There is a lovely place to run, when I am pressed for time or short on the motivation needed to drive to the woods and run 5 miles or more.  But to get to there, I have to pass the scene.  The scene where weeks ago, my world changed.  The scene where I stepped out of the back of a police car to see my baby boy – 13 years old, but always my baby – lying bloodied and battered in the street, surrounded by emergency responders, and flashing lights.  The scene of my nightmare.

Now of course, weeks later, we know that it has a happy ending.  My son is alive, everything seems to be in order with his body and its functionality, and now it is just a matter of him healing.

So I guess it’s now that all of the hoopla has died down, all the traipsing back and forth to the hospital, all the doctor’s visits, the phone calls and sympathy, the wonderful outpouring of support and dinners…now that we are back to “normal,” I am finally getting a chance to work through my feelings.

So when I run, and I cross that street…it’s like flashbacks, to that terrible, terrifying time.  And running is supposed to be an escape for me…so I try to escape, past the street, into the park where I was watching a soccer game when I got the news.  Up the hill that I was sitting on that day, sweat, now, push a little harder, around the corner to the shade and relief from the memories.  I did not round this bend that day.  Here, I am free.

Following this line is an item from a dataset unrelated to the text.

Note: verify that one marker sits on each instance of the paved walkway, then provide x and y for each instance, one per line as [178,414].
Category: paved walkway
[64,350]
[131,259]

I run my loops, each step putting distance between today and my memories, until I am merely on a gravel path, sweating in the sun, panting in the shade, watching a small group of older gentlemen practicing for softball. (One hits a beauty. His friend reaches his glove for it; it tips the glove and continues on its course. “Nice catch,” calls his friend, the batter.  They all cackle; I smile.)

The breeze kicks up, soothing my brow, cooling me as I crunch on the gravel beneath the trees on my favorite section of track, the part where I can pretend that I am not running around fields and playgrounds in the suburbs, but am rather beneath the trees in the woods.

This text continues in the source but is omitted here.